Nach § 77 Abs 1 FPG genügt es nicht, wenn bloß "nicht ausgeschlossen werden kann", dass der Sicherungszweck mittels gelinderen Mittels hätte erreicht werden können; das muss vielmehr - um eine Pflicht zur Anordnung gelinderer Mittel zu begründen - aufgrund der jeweiligen Umstände des Einzelfalles positiv anzunehmen sein
GZ Ra 2018/21/0133, 13.11.2018
VwGH: Das BFA bemängelt zu Recht, dass die Beweiswürdigung des BVwG nicht schlüssig ist. Diesbezüglich wird vom BVwG nämlich nur ins Treffen geführt, trotz der Stellung von "Asylanträgen" in Italien und Deutschland und trotz der illegalen Einreise der Mitbeteiligten in diese Länder und nach Österreich könne "im Hinblick auf den festgestellten Sachverhalt" - offenbar gemeint: wegen der Absicht der Mitbeteiligten, entsprechend der in Deutschland ergangenen "Dublin-Entscheidung" in den für das Verfahren über ihren Antrag auf internationalen Schutz zuständigen Mitgliedstaat Italien über Österreich zurückzureisen - nicht davon ausgegangen werden, dass sie nunmehr ihren Willen geändert habe und nicht mehr nach Italien zurückkehren wolle, zumal sie ihre Kooperationsbereitschaft auch ausdrücklich bekundet habe.

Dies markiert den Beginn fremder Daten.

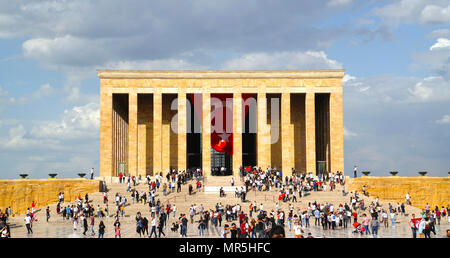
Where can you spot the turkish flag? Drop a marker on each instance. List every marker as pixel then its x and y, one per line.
pixel 221 138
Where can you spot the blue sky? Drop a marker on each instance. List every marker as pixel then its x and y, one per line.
pixel 396 55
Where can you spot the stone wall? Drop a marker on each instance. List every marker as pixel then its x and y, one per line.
pixel 423 189
pixel 19 193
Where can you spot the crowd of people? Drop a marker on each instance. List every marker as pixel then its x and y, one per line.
pixel 230 220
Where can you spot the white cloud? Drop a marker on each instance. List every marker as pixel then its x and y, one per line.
pixel 415 11
pixel 444 120
pixel 44 91
pixel 19 140
pixel 440 33
pixel 339 2
pixel 80 122
pixel 436 60
pixel 435 14
pixel 441 43
pixel 283 60
pixel 161 64
pixel 347 78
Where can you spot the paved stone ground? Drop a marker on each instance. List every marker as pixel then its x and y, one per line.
pixel 60 228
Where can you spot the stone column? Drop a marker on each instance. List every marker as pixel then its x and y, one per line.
pixel 206 133
pixel 182 148
pixel 310 132
pixel 132 133
pixel 157 131
pixel 336 132
pixel 287 134
pixel 237 133
pixel 106 131
pixel 263 135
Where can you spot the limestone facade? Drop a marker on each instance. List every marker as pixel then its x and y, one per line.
pixel 147 144
pixel 423 189
pixel 20 193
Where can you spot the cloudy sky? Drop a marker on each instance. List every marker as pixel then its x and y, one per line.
pixel 396 55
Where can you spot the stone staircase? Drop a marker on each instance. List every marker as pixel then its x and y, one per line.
pixel 183 201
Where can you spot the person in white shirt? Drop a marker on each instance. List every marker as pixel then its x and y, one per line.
pixel 225 231
pixel 28 224
pixel 298 230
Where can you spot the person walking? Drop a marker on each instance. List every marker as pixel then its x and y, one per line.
pixel 85 225
pixel 160 229
pixel 153 224
pixel 366 222
pixel 392 219
pixel 92 222
pixel 413 225
pixel 47 212
pixel 28 224
pixel 117 229
pixel 101 229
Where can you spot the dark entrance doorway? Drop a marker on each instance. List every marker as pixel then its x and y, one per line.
pixel 249 131
pixel 221 164
pixel 193 134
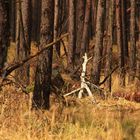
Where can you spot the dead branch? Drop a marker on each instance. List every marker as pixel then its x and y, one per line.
pixel 109 75
pixel 7 70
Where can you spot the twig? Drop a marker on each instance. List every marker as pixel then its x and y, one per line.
pixel 7 70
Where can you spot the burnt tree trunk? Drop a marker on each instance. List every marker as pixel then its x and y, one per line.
pixel 120 44
pixel 132 72
pixel 85 36
pixel 42 89
pixel 124 27
pixel 24 39
pixel 4 31
pixel 96 68
pixel 72 34
pixel 56 25
pixel 108 65
pixel 80 12
pixel 13 20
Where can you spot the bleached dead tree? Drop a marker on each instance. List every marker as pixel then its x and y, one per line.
pixel 84 83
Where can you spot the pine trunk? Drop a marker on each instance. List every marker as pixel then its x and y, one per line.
pixel 120 44
pixel 96 68
pixel 4 31
pixel 132 42
pixel 42 89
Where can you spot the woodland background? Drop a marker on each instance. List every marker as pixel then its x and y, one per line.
pixel 42 44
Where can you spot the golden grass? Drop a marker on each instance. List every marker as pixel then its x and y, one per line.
pixel 81 119
pixel 109 119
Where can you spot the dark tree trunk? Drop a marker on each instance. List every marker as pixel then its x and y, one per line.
pixel 138 50
pixel 42 89
pixel 85 36
pixel 80 12
pixel 132 42
pixel 120 43
pixel 94 15
pixel 108 66
pixel 36 19
pixel 96 68
pixel 4 31
pixel 24 38
pixel 56 25
pixel 13 20
pixel 72 34
pixel 124 27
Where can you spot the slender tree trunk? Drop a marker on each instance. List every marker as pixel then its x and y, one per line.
pixel 4 31
pixel 13 19
pixel 96 68
pixel 72 34
pixel 120 44
pixel 94 15
pixel 138 50
pixel 36 19
pixel 80 12
pixel 108 66
pixel 42 89
pixel 56 23
pixel 24 33
pixel 132 42
pixel 85 36
pixel 124 27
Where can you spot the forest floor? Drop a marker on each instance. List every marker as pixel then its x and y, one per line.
pixel 80 119
pixel 110 118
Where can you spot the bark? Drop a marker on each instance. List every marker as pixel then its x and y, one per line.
pixel 120 44
pixel 124 27
pixel 85 36
pixel 41 94
pixel 23 38
pixel 4 31
pixel 94 15
pixel 108 66
pixel 72 33
pixel 132 42
pixel 56 23
pixel 13 20
pixel 80 12
pixel 36 19
pixel 138 50
pixel 96 68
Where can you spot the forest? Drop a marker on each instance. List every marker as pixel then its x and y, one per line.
pixel 69 69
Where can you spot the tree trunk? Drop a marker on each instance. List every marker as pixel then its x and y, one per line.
pixel 96 68
pixel 108 66
pixel 124 27
pixel 120 44
pixel 85 36
pixel 80 12
pixel 23 48
pixel 42 89
pixel 72 34
pixel 56 27
pixel 36 19
pixel 94 15
pixel 4 31
pixel 13 19
pixel 132 42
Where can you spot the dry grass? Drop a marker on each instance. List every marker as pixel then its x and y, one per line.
pixel 80 120
pixel 109 119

Dabei wurde vom BVwG allerdings außer Acht gelassen, dass es nicht um eine freiwillige Rückreise nach Italien in der von der Mitbeteiligten vorgenommenen Art ging, weil diese mangels Reisedokumentes auf legale Weise nicht hätte erfolgen können. Maßgeblich wäre vielmehr gewesen, ob sich die Mitbeteiligte für ein Verfahren zur Erlassung einer Anordnung zur Außerlandesbringung zur Verfügung gehalten und danach - anders als zuletzt in Deutschland - einer formalisierten Überstellung nach Italien (vgl dazu Art 7 Dublin-II DV) nicht entzogen hätte. Dieser entscheidende Aspekt des vorliegenden Falles hätte somit vom BVwG bei seiner Beweiswürdigung berücksichtigt werden müssen.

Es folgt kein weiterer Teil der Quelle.